PORTLAND, Maine: A federal judge in Maine sentenced a man to 25 years in prison on Tuesday for mailing a fatal dose of cyanide to a suicidal Englishman.
Judge John Woodcock’s ruling in US District Court in Portland came four years after Sidney Kilmartin was arrested for mailing the poison to Andrew Denton of Hull, England. The case raised questions about Kilmartin’s own history of mental illness and whether the act of mailing a fatal substance to a suicidal person was tantamount to murder.
Kilmartin, 56, of Windham, Maine, was found guilty in 2016 of mailing injurious articles resulting in death and witness tampering in a case that frequently was delayed in court. His lawyer, Bruce Merrill of Portland, said he would appeal both the conviction and the sentence.
Investigators charged Kilmartin with advertising and mailing a substance he said was cyanide to several suicidal people. It was really Epsom salt. But the investigators found Kilmartin sent the real thing to Denton after Denton had threatened to report the fraud, and the Englishman used it to kill himself.
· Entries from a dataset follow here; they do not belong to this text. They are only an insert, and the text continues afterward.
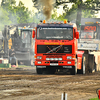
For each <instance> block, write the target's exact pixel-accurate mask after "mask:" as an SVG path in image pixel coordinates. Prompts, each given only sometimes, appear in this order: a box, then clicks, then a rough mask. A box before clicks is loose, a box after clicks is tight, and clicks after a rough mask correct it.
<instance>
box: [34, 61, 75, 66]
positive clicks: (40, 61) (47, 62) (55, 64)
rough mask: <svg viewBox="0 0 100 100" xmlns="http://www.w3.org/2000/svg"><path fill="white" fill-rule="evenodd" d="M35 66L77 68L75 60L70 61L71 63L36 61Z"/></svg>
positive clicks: (54, 61)
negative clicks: (74, 66)
mask: <svg viewBox="0 0 100 100" xmlns="http://www.w3.org/2000/svg"><path fill="white" fill-rule="evenodd" d="M35 66H75V60H69V61H35Z"/></svg>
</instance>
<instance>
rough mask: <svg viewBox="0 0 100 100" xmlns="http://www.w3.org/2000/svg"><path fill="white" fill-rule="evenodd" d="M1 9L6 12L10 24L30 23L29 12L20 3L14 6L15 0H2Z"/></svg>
mask: <svg viewBox="0 0 100 100" xmlns="http://www.w3.org/2000/svg"><path fill="white" fill-rule="evenodd" d="M1 7H2V8H3V9H4V10H6V11H7V12H8V17H9V20H10V21H11V22H12V24H19V23H28V22H32V18H31V17H32V16H31V11H29V10H28V8H26V7H25V6H24V4H23V3H22V2H21V1H20V2H19V4H18V6H16V1H15V0H2V2H1Z"/></svg>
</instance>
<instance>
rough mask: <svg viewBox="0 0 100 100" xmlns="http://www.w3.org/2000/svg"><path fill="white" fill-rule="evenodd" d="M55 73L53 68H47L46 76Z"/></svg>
mask: <svg viewBox="0 0 100 100" xmlns="http://www.w3.org/2000/svg"><path fill="white" fill-rule="evenodd" d="M55 72H56V69H54V68H47V73H48V74H55Z"/></svg>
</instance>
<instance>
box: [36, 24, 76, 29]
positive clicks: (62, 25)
mask: <svg viewBox="0 0 100 100" xmlns="http://www.w3.org/2000/svg"><path fill="white" fill-rule="evenodd" d="M38 27H44V28H45V27H46V28H47V27H48V28H52V27H55V28H66V27H70V28H73V27H76V24H74V23H66V24H64V23H60V24H59V23H45V24H38V25H37V28H38Z"/></svg>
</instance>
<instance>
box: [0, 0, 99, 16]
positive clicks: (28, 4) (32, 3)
mask: <svg viewBox="0 0 100 100" xmlns="http://www.w3.org/2000/svg"><path fill="white" fill-rule="evenodd" d="M1 1H2V0H0V3H1ZM19 1H22V2H23V3H24V5H25V6H26V7H28V9H29V10H31V11H32V10H33V9H34V7H33V2H32V0H16V4H18V3H19ZM83 1H85V0H83ZM62 11H63V8H62V6H61V7H60V9H58V10H57V12H58V13H59V14H62ZM97 16H98V18H100V11H99V14H97Z"/></svg>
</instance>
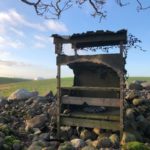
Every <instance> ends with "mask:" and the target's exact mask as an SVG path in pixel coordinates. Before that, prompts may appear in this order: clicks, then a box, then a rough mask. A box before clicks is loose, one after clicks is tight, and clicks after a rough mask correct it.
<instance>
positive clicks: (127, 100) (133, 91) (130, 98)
mask: <svg viewBox="0 0 150 150" xmlns="http://www.w3.org/2000/svg"><path fill="white" fill-rule="evenodd" d="M138 97H139V93H138V92H137V91H136V90H130V91H128V92H127V93H126V97H125V99H126V100H127V101H131V100H133V99H134V98H138Z"/></svg>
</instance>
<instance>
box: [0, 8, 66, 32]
mask: <svg viewBox="0 0 150 150" xmlns="http://www.w3.org/2000/svg"><path fill="white" fill-rule="evenodd" d="M0 24H3V25H4V24H7V25H8V24H9V25H11V26H15V27H17V26H19V25H21V26H26V27H29V28H32V29H36V30H40V31H46V30H51V31H55V32H66V31H68V29H67V27H66V26H65V24H63V23H61V22H58V21H55V20H49V21H45V22H44V23H34V22H32V21H29V20H27V19H26V18H25V17H24V16H23V15H21V14H20V13H18V12H17V11H16V10H15V9H10V10H8V11H7V12H0Z"/></svg>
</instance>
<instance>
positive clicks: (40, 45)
mask: <svg viewBox="0 0 150 150" xmlns="http://www.w3.org/2000/svg"><path fill="white" fill-rule="evenodd" d="M34 47H35V48H39V49H41V48H45V47H46V45H45V44H42V43H36V44H35V45H34Z"/></svg>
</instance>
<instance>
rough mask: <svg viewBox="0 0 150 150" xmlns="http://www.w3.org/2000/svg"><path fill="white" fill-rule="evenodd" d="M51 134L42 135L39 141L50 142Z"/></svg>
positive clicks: (44, 134) (46, 133)
mask: <svg viewBox="0 0 150 150" xmlns="http://www.w3.org/2000/svg"><path fill="white" fill-rule="evenodd" d="M49 137H50V134H49V133H42V134H40V135H39V139H40V140H43V141H48V140H50V138H49Z"/></svg>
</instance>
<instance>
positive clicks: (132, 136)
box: [121, 132, 136, 145]
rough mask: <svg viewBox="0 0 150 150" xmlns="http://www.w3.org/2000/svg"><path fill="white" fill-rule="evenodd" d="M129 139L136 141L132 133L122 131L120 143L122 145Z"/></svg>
mask: <svg viewBox="0 0 150 150" xmlns="http://www.w3.org/2000/svg"><path fill="white" fill-rule="evenodd" d="M131 141H136V137H135V135H134V134H132V133H129V132H123V136H122V140H121V145H124V144H126V143H128V142H131Z"/></svg>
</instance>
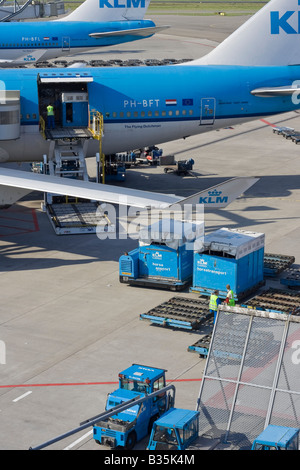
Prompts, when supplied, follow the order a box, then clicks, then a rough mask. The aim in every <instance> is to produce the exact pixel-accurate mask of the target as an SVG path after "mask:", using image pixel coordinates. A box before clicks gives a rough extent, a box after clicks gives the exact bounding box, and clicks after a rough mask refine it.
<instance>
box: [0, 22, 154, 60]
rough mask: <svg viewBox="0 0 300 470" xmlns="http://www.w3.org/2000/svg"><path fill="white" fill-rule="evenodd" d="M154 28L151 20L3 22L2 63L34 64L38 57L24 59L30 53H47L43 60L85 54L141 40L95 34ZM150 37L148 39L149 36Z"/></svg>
mask: <svg viewBox="0 0 300 470" xmlns="http://www.w3.org/2000/svg"><path fill="white" fill-rule="evenodd" d="M149 27H150V28H151V27H155V24H154V23H153V21H151V20H136V21H113V22H89V21H86V22H77V21H44V22H41V21H37V22H21V23H16V22H11V23H1V27H0V60H1V61H6V60H7V61H9V60H13V61H17V60H18V58H19V57H20V63H26V62H27V63H28V62H31V61H32V62H34V57H33V56H32V57H30V56H28V58H27V60H26V58H25V60H24V58H23V56H24V55H25V54H26V53H28V52H29V53H32V52H33V51H41V52H43V55H42V58H43V60H47V59H52V58H55V57H58V56H61V55H62V52H64V54H68V53H69V54H70V53H72V54H73V53H76V52H81V51H84V50H88V49H92V48H94V47H102V46H112V45H115V44H119V43H123V42H130V41H135V40H137V39H139V38H138V37H137V36H135V35H132V34H130V32H129V33H128V34H125V35H120V36H109V37H98V38H96V37H92V36H90V34H93V33H108V32H111V31H120V32H123V31H124V30H132V29H136V28H149ZM151 35H152V34H150V33H149V34H148V35H146V36H145V37H149V36H151Z"/></svg>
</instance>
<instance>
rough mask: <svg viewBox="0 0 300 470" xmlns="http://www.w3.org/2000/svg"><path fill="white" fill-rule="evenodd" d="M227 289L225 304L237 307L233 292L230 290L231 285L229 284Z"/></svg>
mask: <svg viewBox="0 0 300 470" xmlns="http://www.w3.org/2000/svg"><path fill="white" fill-rule="evenodd" d="M226 289H227V295H226V299H225V303H226V304H228V305H231V306H234V305H235V300H234V293H233V290H232V289H230V285H229V284H227V286H226Z"/></svg>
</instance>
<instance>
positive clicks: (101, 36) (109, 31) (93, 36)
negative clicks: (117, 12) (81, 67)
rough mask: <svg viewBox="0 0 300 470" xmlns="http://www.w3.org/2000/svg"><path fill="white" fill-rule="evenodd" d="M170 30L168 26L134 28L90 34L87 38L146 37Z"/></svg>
mask: <svg viewBox="0 0 300 470" xmlns="http://www.w3.org/2000/svg"><path fill="white" fill-rule="evenodd" d="M167 28H170V26H167V25H166V26H152V27H149V28H135V29H124V30H122V31H117V30H116V31H107V32H101V33H90V34H89V36H91V37H92V38H99V39H102V38H110V37H112V36H128V35H131V36H142V37H146V36H149V34H155V33H158V32H159V31H163V30H164V29H167Z"/></svg>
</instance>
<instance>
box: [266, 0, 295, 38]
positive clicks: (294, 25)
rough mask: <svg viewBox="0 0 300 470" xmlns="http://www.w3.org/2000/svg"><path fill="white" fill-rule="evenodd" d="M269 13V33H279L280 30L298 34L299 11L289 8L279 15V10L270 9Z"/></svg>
mask: <svg viewBox="0 0 300 470" xmlns="http://www.w3.org/2000/svg"><path fill="white" fill-rule="evenodd" d="M295 3H296V0H295ZM298 5H300V0H298ZM270 15H271V16H270V19H271V34H280V33H281V32H282V31H284V32H285V33H286V34H300V11H291V10H289V11H286V12H285V13H283V14H281V15H280V13H279V11H271V12H270Z"/></svg>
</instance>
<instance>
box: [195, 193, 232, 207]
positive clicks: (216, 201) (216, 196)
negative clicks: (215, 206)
mask: <svg viewBox="0 0 300 470" xmlns="http://www.w3.org/2000/svg"><path fill="white" fill-rule="evenodd" d="M221 194H222V191H216V190H214V191H208V196H205V197H200V198H199V204H222V203H227V202H228V196H221Z"/></svg>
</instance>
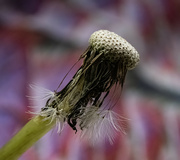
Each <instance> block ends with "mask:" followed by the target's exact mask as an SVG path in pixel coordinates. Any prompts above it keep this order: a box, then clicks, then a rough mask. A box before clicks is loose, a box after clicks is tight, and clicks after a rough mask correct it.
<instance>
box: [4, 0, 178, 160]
mask: <svg viewBox="0 0 180 160" xmlns="http://www.w3.org/2000/svg"><path fill="white" fill-rule="evenodd" d="M99 29H108V30H110V31H113V32H115V33H117V34H119V35H121V36H122V37H124V38H125V39H126V40H127V41H128V42H130V43H131V44H132V45H133V46H134V47H135V48H136V49H137V50H138V52H139V54H140V57H141V62H140V64H139V66H138V67H137V68H136V69H135V70H133V71H129V72H128V75H127V77H126V82H125V87H124V89H123V92H122V95H121V98H120V102H119V103H118V106H116V107H117V108H118V107H119V108H118V110H119V113H120V114H121V115H123V116H125V117H127V118H129V119H131V120H130V121H128V122H127V124H126V126H125V128H126V132H127V135H122V134H119V135H118V137H116V141H115V143H114V145H110V144H109V143H104V144H99V145H95V146H91V145H90V144H89V143H88V142H86V141H82V140H80V139H79V138H78V136H77V135H75V134H74V132H73V131H72V129H71V128H70V127H68V126H67V127H66V128H65V129H64V130H63V132H62V134H61V135H60V136H59V135H58V134H57V133H56V132H55V131H54V132H49V133H48V134H47V135H45V136H44V137H43V138H42V139H41V140H40V141H38V143H36V145H34V146H33V147H31V149H29V150H28V151H27V152H26V153H24V154H23V155H22V157H21V158H20V160H57V159H61V160H97V159H98V160H179V159H180V158H179V157H180V53H179V51H180V1H179V0H159V1H157V0H92V1H88V0H76V1H75V0H67V1H63V0H62V1H60V0H59V1H58V0H51V1H50V0H44V1H43V0H26V1H24V0H1V1H0V147H2V146H3V145H4V144H5V143H6V142H7V141H8V140H9V139H10V138H11V137H12V136H13V135H14V134H15V133H16V132H17V131H18V130H19V129H20V128H22V127H23V126H24V125H25V123H26V122H27V121H28V120H29V119H30V118H31V115H29V114H28V113H27V111H28V110H30V108H28V106H29V105H31V103H30V102H29V100H28V98H27V97H26V96H27V95H30V94H31V92H30V91H29V89H28V85H29V84H30V83H36V84H39V85H40V86H43V87H46V88H48V89H51V90H55V89H56V88H57V86H58V85H59V83H60V81H61V80H62V78H63V77H64V76H65V74H66V73H67V72H68V70H69V69H70V68H71V66H72V65H73V64H74V63H75V62H76V61H77V60H78V58H79V56H80V55H81V54H82V53H83V51H85V49H86V48H87V46H88V39H89V36H90V35H91V34H92V33H93V32H94V31H96V30H99ZM80 65H81V64H80V63H79V64H78V65H76V66H75V67H74V69H73V70H72V72H70V74H69V75H68V77H67V78H66V81H65V83H64V84H63V85H65V84H66V83H67V82H68V81H69V80H70V78H71V77H72V76H73V74H74V72H75V71H76V70H77V69H78V67H79V66H80ZM62 87H63V86H62ZM40 107H41V104H39V108H36V110H40Z"/></svg>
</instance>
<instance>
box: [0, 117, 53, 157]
mask: <svg viewBox="0 0 180 160" xmlns="http://www.w3.org/2000/svg"><path fill="white" fill-rule="evenodd" d="M54 124H55V122H50V119H49V120H44V117H42V116H36V117H34V118H33V119H31V120H30V121H29V122H28V123H27V124H26V125H25V126H24V127H23V128H22V129H21V130H20V131H19V132H18V133H17V134H16V135H15V136H14V137H13V138H12V139H11V140H10V141H9V142H8V143H7V144H5V145H4V146H3V147H2V148H1V149H0V160H14V159H18V157H20V156H21V155H22V154H23V153H24V152H25V151H26V150H27V149H29V148H30V147H31V146H32V145H33V144H34V143H36V141H38V140H39V139H40V138H41V137H42V136H44V135H45V134H46V133H47V132H48V131H49V130H51V129H52V127H53V126H54Z"/></svg>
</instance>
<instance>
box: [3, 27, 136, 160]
mask: <svg viewBox="0 0 180 160" xmlns="http://www.w3.org/2000/svg"><path fill="white" fill-rule="evenodd" d="M83 58H84V63H83V65H82V66H81V67H80V68H79V70H78V71H77V72H76V74H75V75H74V77H73V78H72V80H71V81H70V82H69V83H68V84H67V85H66V86H65V87H64V88H63V89H62V90H61V91H58V88H59V86H58V88H57V89H56V90H55V91H54V92H51V91H49V90H47V89H43V88H41V87H37V86H35V85H31V86H30V87H31V88H33V89H37V90H38V92H40V93H41V94H42V95H41V96H40V97H39V98H42V99H44V100H46V99H47V101H46V102H45V106H43V107H42V108H41V110H40V111H39V112H35V114H36V115H37V116H35V117H34V118H32V119H31V120H30V121H29V122H28V123H27V124H26V125H25V126H24V127H23V128H22V129H21V130H20V131H19V132H18V133H17V134H16V135H15V136H14V137H13V138H12V139H11V140H10V141H9V142H8V143H6V144H5V145H4V146H3V147H2V148H1V149H0V159H3V160H6V159H18V157H19V156H20V155H21V154H22V153H24V152H25V151H26V150H27V149H28V148H30V147H31V146H32V145H33V144H34V143H35V142H36V141H37V140H39V139H40V138H41V137H42V136H43V135H44V134H46V133H47V132H48V131H49V130H50V129H51V128H52V127H53V126H54V124H56V125H57V127H58V133H61V132H62V130H63V127H64V124H66V123H67V124H69V126H70V127H71V128H72V129H73V130H74V131H75V132H77V131H79V130H81V137H84V136H86V137H87V138H88V139H90V140H92V141H93V142H94V141H97V140H103V139H105V138H106V139H108V140H109V141H110V143H113V140H114V137H115V133H116V132H117V131H123V130H122V127H121V126H120V125H119V122H120V121H122V118H121V117H120V116H119V115H118V114H117V113H115V112H113V111H112V106H108V107H103V102H104V100H105V99H106V97H107V96H108V95H109V92H110V90H111V88H112V87H113V86H117V85H119V86H120V87H121V88H123V84H124V80H125V76H126V73H127V71H128V70H131V69H133V68H135V67H136V65H137V64H138V62H139V54H138V52H137V51H136V50H135V48H134V47H133V46H131V44H129V43H128V42H127V41H126V40H125V39H123V38H122V37H120V36H118V35H117V34H115V33H113V32H110V31H107V30H99V31H96V32H94V33H93V34H92V35H91V37H90V39H89V46H88V48H87V50H86V51H85V52H84V53H83V54H82V55H81V56H80V59H83ZM63 80H64V79H63ZM60 85H61V83H60ZM31 98H32V99H34V98H35V97H31Z"/></svg>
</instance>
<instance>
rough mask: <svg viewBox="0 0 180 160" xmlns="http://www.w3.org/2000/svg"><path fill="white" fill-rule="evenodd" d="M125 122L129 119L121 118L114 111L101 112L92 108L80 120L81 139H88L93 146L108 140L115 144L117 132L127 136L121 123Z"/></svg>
mask: <svg viewBox="0 0 180 160" xmlns="http://www.w3.org/2000/svg"><path fill="white" fill-rule="evenodd" d="M124 120H127V119H125V118H123V117H120V116H119V115H118V114H117V113H115V112H114V111H112V110H100V109H99V108H97V107H94V106H91V107H89V108H88V109H87V111H86V113H85V114H84V115H83V116H82V117H81V118H80V127H81V129H82V132H81V138H85V139H88V140H89V141H90V142H91V143H92V144H95V143H98V142H102V141H104V140H106V139H107V140H109V142H110V144H113V142H114V140H115V136H116V134H117V132H120V131H121V132H122V133H124V134H125V131H124V129H123V128H122V126H121V125H120V122H121V121H124Z"/></svg>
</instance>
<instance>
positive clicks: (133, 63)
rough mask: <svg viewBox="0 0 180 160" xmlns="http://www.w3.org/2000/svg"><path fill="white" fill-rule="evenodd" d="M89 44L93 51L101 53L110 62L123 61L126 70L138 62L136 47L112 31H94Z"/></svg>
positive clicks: (91, 36)
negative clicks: (115, 33)
mask: <svg viewBox="0 0 180 160" xmlns="http://www.w3.org/2000/svg"><path fill="white" fill-rule="evenodd" d="M89 44H90V46H91V47H92V48H93V49H94V50H95V51H98V52H100V53H103V54H104V57H105V59H107V60H109V61H111V62H112V63H114V62H117V61H123V62H124V63H125V64H126V67H127V69H128V70H130V69H133V68H135V66H136V65H137V64H138V62H139V54H138V52H137V51H136V49H135V48H134V47H133V46H132V45H131V44H130V43H128V42H127V41H126V40H125V39H123V38H122V37H120V36H119V35H117V34H115V33H114V32H110V31H108V30H99V31H96V32H94V33H93V34H92V35H91V37H90V39H89Z"/></svg>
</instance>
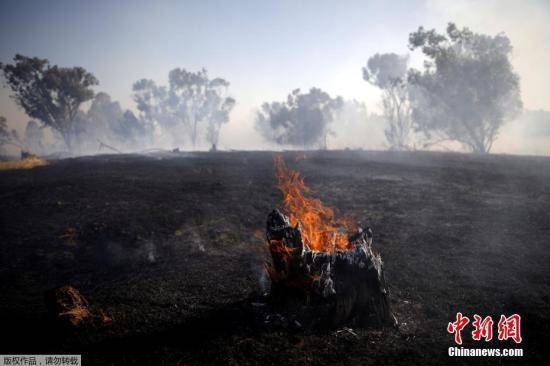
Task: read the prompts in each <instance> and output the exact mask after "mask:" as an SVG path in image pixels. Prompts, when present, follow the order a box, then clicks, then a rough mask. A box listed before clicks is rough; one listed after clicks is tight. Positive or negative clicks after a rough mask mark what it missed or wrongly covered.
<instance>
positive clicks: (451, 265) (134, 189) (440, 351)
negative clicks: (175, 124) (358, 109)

Woodcock expressed sympathy for Kilmartin, who himself has attempted suicide in the past, once intentionally overdosing on antipsychotic medication and drinking antifreeze. But the judge added that Kilmartin’s fraud and role in Denton’s death represented an “appalling moral vacuum” worthy of stiff punishment.
“Not merely illegal — they were perpetrated in a moral black hole,” Woodcock said. “Just an unimaginable moral black well that these actions took place in.”
Kilmartin, who wore an orange prison jumpsuit and spoke only to address the judge, faced a maximum sentence of life in prison. Merrill had said in an earlier sentence hearing that he felt a fair sentence would range from zero to 20 years because of Kilmartin’s history of mental illness.
Kilmartin and Denton were “kindred spirits” who related to each other because they were both suicidal, Merrill said Tuesday. He said the two communicated about the most effective way to take the cyanide, a highly toxic, colorless salt.
“Two very ill, depressed people talking about the best way to take potassium cyanide,” he said. “Not the kind of conversation people normally have.”
US Attorney Halsey Frank said during Tuesday’s court proceedings that Kilmartin deliberately took advantage of depressed people for his own gain. He described Kilmartin’s actions as “killing someone to obstruct justice while taking advantage of vulnerable people.”